Work Sucks And We Deserve Better

One of the silver linings to the coronavirus pandemic, by which I mean one of the things that should have happened a long time ago without the push of hundreds of thousands of bodies, is that people are starting to see how much better their lives would be if we change our approach to the idea of work. In the U.S. and many other nations, work has come to mean driving often hours through grueling traffic to go to a job that you often hate or is so exhausting and all-consuming you don’t even have the energy to hate it.

That’s why it’s so baffling and disturbing to see people protesting local shutdowns with signs claiming they want to go back to work. Look, I know some people like their jobs, or at least say they do. But an unreasonable amount of people only tolerate their jobs at best because they feel like they have to. Even those who like their jobs can make a list of all the things they still don’t like about work. Nobody likes the commute. Cubicles, offices in rooms with walls, and open floor plans all suck for different reasons. Sitting in one place all day doing the same motions with your hands and wrists or standing and walking all day doing physical labor is ruining our bodies. Customers suck. Meetings suck. Emails suck. Everyone complains about all these things and somehow the only solution we’ve come up with is “stop complaining about work.”

you deserve better meme

But keeping that shit inside just gives you ulcers or worse. So why don’t we just change work if it’s so terrible?
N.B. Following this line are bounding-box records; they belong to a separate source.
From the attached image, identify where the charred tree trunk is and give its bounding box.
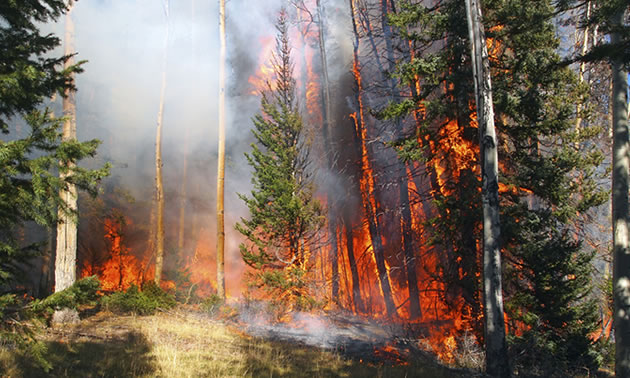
[611,11,630,377]
[381,0,422,319]
[55,3,78,292]
[154,0,169,285]
[465,0,512,377]
[345,215,365,312]
[349,0,396,317]
[217,0,227,299]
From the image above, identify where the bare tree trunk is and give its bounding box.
[55,4,78,292]
[345,214,365,312]
[465,0,510,377]
[381,0,422,319]
[177,126,190,257]
[575,1,592,144]
[217,0,227,298]
[610,11,630,377]
[349,0,396,317]
[155,0,169,285]
[317,0,339,303]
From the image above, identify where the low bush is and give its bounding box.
[101,282,176,315]
[30,276,101,316]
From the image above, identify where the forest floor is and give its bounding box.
[0,308,479,378]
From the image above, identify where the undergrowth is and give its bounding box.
[101,281,177,315]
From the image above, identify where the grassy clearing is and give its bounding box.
[0,312,470,378]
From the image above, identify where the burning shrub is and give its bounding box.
[257,266,324,320]
[200,294,223,315]
[101,282,176,315]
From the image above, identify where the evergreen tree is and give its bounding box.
[0,0,107,292]
[236,10,323,308]
[387,0,605,374]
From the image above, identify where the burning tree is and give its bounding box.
[0,0,108,293]
[389,0,605,373]
[236,9,322,310]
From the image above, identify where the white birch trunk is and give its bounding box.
[610,8,630,377]
[55,4,77,292]
[465,0,510,377]
[154,0,169,285]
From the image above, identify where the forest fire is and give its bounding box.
[0,0,630,376]
[80,216,147,291]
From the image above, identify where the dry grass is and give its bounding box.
[0,311,474,377]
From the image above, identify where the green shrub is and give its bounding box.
[101,282,176,315]
[30,276,101,315]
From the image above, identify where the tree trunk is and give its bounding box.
[381,0,422,319]
[317,0,339,303]
[345,214,365,312]
[217,0,227,298]
[465,0,510,377]
[155,0,169,285]
[575,1,592,140]
[55,0,77,292]
[610,11,630,377]
[177,126,190,254]
[349,0,396,317]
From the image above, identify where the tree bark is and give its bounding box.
[610,11,630,377]
[154,0,169,285]
[217,0,227,298]
[55,3,77,292]
[465,0,510,377]
[349,0,397,317]
[381,0,422,319]
[316,0,339,303]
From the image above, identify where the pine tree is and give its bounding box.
[390,0,605,374]
[0,0,108,289]
[236,9,322,308]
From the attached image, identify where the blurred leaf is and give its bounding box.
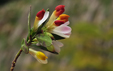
[36,34,52,47]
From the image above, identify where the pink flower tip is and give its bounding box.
[54,20,64,26]
[55,5,65,17]
[36,9,45,20]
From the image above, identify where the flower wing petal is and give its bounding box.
[52,24,71,38]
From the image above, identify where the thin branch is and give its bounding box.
[10,49,22,71]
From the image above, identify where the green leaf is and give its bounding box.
[21,38,29,54]
[36,34,52,47]
[30,44,58,54]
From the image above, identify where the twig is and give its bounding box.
[10,49,22,71]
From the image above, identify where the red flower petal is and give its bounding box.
[54,20,64,26]
[36,9,45,20]
[55,5,65,16]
In ways I don’t yet fully understand, we’ve all been convinced that this is how work has to be. We have to do it eight hours per day, five days per week or more. Less and you’re not working enough and that’s bad. If it hurts your body then buy a product to correct it. If you can’t afford that, numb the pain. If you can’t afford/do that, suffer. 

I don’t know why we’ve done this to ourselves exactly other than something something capitalism but we can change it any time we want. And maybe we finally will. One article I did today for my own work helped me see how many people are finding how much better their lives are without work or with a different form of work. People are saving so much money on gas, tolls, daycare for their kids, and so much time, and they’re using that extra time to better themselves. People on this Reddit thread are talking about quitting smoking and working on their mental health and taking huge steps in recovering from eating disorders. They’re talking to loved ones and improving their personal relationships.

work sucks

People are healing without work weighing them down. And what I want people to understand is that we never had to work like this. We certainly don’t need to do so in this day and age. We can change it. We can change how we think of work. Instead of it being an inevitable hell we’ve put ourselves in, work can be self-care. Work can be our hobbies. Work can be no different from play.

https://www.vox.com/the-goods/23341744/worker-burnout-great-resignation-reshuffle-quit

I’ve said before in my diatribes against the modern concept of work that while I say I hate work, I don’t hate working. I hate being forced to churn out content for too little pay for hours every weekday just so I can have my own home and buy food. I hate seeing my loved ones have the life drained out of them because their jobs demand so much and give so little in return.

Working on myself? Wonderful, rewarding, hard but so worth it. Working on my writing in the way I want to, without having my creative energies drained for the sake of someone else’s profits? Amazing, fun, eye-opening, energizing. Even just doing everyday chores around the apartment that can be boring and tiring? Satisfying, good for mental health, feels great when it’s done.

https://www.herworld.com/gallery/women/career/how-look-out-bad-company-and-why-you-should-quit-your-job/

That could be our work, if we wanted.

All of this capitalist work, much of it that doesn’t even need to exist or could be done by robots, takes so much away from our ability to do the kind of work that is actually good for us and makes us happy. Let’s do better for ourselves. We deserve it.